The outcome was so clear that Insmed is pulling the plug on its entire hidradenitis suppurativa program. In fact, the data showed something you really don't want to see in a drug trial: the group of patients who got a placebo did better than the groups who got the actual drug.
Here are the numbers that spelled the end for the program. By week 16 of the study, patients in the brensocatib 10 mg arm saw a 45.5% reduction from their baseline count of abscesses and inflammatory nodules. Those on the 40 mg dose saw a 40.3% reduction. That sounds okay, until you see that the placebo group saw a 57.1% reduction. When the sugar pill is beating your drug by a wide margin, it's time to go back to the drawing board. The one silver lining was on safety—the treatment was well-tolerated, with no new safety signals popping up, even at the highest dose.
Analysts Saw This Coming
If you're an Insmed investor, this news might be disappointing, but it probably shouldn't be shocking. Analysts at William Blair wrote that "the failure of the CEDAR study does not come as a surprise, given the challenges in HS clinical trials (particularly due to high placebo response rates) and the lack of preclinical evidence to support DPP1 inhibition in the indication."

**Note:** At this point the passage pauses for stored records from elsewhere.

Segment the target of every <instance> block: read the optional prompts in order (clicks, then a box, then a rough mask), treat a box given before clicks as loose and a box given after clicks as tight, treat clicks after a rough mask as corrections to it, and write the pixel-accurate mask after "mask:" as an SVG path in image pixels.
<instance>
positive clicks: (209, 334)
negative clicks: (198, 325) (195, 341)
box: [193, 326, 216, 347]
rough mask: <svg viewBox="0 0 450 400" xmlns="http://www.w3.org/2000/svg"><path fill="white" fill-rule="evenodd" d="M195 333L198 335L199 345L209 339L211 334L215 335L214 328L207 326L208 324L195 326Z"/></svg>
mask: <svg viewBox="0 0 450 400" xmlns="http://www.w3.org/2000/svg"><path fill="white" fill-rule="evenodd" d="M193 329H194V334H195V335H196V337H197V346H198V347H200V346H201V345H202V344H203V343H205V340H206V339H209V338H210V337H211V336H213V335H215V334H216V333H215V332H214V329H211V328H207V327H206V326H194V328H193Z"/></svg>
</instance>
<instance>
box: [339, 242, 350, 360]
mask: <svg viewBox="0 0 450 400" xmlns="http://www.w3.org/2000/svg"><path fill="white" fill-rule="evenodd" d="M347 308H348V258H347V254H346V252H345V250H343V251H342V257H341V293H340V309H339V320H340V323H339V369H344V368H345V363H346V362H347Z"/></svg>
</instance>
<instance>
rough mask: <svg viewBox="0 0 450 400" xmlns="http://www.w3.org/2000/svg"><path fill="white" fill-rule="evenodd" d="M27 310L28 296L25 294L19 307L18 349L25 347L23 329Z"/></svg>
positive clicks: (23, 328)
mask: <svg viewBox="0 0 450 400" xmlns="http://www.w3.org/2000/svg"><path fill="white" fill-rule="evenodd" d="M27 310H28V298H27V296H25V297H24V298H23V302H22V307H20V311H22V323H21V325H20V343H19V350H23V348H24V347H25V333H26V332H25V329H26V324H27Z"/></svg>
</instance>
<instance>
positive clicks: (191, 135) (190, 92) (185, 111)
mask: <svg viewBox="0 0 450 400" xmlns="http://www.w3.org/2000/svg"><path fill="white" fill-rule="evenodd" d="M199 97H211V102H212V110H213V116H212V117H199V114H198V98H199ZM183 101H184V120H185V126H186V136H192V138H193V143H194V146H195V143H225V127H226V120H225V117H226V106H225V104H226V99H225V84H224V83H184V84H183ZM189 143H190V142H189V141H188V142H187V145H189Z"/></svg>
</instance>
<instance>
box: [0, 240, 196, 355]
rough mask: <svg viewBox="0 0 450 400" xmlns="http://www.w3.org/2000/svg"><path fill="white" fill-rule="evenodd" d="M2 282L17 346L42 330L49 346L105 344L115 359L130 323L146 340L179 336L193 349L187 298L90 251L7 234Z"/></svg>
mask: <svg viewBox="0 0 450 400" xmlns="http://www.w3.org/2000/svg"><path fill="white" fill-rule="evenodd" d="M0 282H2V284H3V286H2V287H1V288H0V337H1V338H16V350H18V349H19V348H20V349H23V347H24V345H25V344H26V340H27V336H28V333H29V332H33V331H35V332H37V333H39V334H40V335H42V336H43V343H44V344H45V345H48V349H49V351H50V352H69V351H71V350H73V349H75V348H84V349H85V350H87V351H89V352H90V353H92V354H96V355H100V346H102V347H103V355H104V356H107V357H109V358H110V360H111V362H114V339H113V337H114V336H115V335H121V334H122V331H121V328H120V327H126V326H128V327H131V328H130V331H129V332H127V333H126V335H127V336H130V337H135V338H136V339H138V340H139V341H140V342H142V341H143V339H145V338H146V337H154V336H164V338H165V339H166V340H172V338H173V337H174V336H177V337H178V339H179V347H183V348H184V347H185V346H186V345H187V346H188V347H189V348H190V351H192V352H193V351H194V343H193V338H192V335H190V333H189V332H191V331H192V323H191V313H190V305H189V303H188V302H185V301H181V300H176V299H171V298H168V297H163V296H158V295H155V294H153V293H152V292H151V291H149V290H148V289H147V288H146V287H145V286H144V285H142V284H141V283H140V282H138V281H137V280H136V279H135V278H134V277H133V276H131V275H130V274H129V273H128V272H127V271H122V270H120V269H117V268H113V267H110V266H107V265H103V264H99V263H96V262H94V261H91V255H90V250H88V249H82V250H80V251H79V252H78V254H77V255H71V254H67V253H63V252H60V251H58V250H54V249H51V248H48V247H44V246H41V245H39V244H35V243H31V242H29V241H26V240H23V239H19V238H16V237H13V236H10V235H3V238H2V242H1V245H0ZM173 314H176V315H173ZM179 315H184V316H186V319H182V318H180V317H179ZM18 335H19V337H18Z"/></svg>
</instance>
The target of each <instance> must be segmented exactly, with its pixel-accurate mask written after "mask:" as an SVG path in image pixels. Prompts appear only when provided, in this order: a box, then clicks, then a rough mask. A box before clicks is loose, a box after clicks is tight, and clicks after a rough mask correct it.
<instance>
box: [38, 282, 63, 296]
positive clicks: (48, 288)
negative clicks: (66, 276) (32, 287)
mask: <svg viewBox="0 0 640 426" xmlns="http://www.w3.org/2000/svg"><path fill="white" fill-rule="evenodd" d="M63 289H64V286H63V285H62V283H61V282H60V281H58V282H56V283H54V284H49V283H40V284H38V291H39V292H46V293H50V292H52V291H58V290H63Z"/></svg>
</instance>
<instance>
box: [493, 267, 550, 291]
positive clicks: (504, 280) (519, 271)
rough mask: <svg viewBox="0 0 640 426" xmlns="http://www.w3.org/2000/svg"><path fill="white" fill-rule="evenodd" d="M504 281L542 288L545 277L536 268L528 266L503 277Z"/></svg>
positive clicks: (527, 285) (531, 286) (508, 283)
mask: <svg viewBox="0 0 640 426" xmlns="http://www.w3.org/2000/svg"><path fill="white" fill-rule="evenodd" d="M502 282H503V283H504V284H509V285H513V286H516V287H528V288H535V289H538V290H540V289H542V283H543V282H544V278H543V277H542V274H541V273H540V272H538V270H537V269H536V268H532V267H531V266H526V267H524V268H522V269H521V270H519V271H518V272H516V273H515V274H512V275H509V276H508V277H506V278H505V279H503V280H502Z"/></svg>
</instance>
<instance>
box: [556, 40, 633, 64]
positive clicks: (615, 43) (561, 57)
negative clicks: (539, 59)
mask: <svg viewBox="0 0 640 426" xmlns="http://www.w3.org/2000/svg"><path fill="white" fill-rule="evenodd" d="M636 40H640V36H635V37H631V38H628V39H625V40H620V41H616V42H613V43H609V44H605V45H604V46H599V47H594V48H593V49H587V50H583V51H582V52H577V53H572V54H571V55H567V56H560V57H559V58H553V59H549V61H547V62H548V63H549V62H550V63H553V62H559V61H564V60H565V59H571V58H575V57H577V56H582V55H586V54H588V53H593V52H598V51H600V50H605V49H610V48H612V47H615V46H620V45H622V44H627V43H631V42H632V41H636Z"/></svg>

Analyst Matt Phipps added that, considering these factors and a prior failure of a related study in a different condition, investor expectations for this readout were "very low" to begin with.
So, where does Insmed go from here? William Blair is sticking with an Outperform rating on the stock. Their view is that the real story for Insmed isn't this failed HS program, but the commercial launch of its drug Brinsupri for bronchiectasis and the continued progress of its other products. They believe execution on that front can keep driving the stock higher.
That optimism isn't coming from nowhere. Just last month, Insmed's Phase 3b ENCORE study for its lung infection therapy Arikayce successfully met its primary goal and all key secondary endpoints. So, while one door closes, others are very much open.
A Competitive Market Heats Up
Insmed's exit from the HS race highlights how competitive this therapeutic area has become. While Insmed's candidate faltered, another company, MoonLake Immunotherapeutics (MLTX), is charging ahead. In March, MoonLake reported long-term results from its Phase 3 trials for its HS drug, sonelokimab. The company announced that 62% of patients treated achieved a high level of response by Week 40, which it says sets a new standard for long-term control of the condition. The contrast between the two companies' recent news couldn't be starker.
What Are the Analysts Saying?
Despite the clinical setback, Wall Street's overall view on Insmed remains positive. The stock carries a consensus Buy rating, with an average price target of $206.81. Recent analyst actions show continued confidence:
- Barclays: Overweight rating, raised price target to $237.00 (April 1)
- Morgan Stanley: Upgraded to Overweight, raised price target to $212.00 (March 30)
- HC Wainwright & Co.: Buy rating, raised price target to $245.00 (March 26)
As for the stock's immediate reaction? Insmed shares were up 0.86% at $164.44 during premarket trading on Wednesday, according to market data. It seems the market had already priced in the bad news and is now looking ahead to what's next for the company.